Hide Forgot
Description of problem: When router(haproxy) is performing reload operations and if it contains large number of route(about 10000). It won't pass the health check duo to Low performance,which kills router continuously. Version-Release number of selected component (if applicable): ocp 3.9.14 router 3.9.14 How reproducible: always Steps to Reproduce: 1.create a router 2.scale up to 3 router pods 3.create 10000+ routes Actual results: router pod keep restarting Expected results: running well Additional info: when increase haproxy backend check interval to 300s,the problem can be avoid.
Can we get details on the vm/machine they are running the router on. However, it sounds like they have identified a work-around for the time being. Changes that are going into 3.11 may help with this situation.
The hardware information of this infra node that running router is:8core 32GB Please feel free to let me know what additional info you need,thanks.

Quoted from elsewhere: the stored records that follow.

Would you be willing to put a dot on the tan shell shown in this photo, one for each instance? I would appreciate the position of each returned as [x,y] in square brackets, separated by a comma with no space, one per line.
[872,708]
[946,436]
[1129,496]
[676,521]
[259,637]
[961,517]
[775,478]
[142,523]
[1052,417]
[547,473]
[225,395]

(In reply to Ben Bennett from comment #1) > Can we get details on the vm/machine they are running the router on. > > However, it sounds like they have identified a work-around for the time > being. Changes that are going into 3.11 may help with this situation. Thanks Bennett for your reply. The root cause of this issue probably is that haproxy has very low performance in reloading large number of routes, so that a health check can not be completed within the default Readniess and livessness detection cycle, which requires an improvement to fix. At present, temporarily increase number of health checks and the interval of detection can only evade the problem.
I'm closing this bug, feel free to reopen it if the problem persists.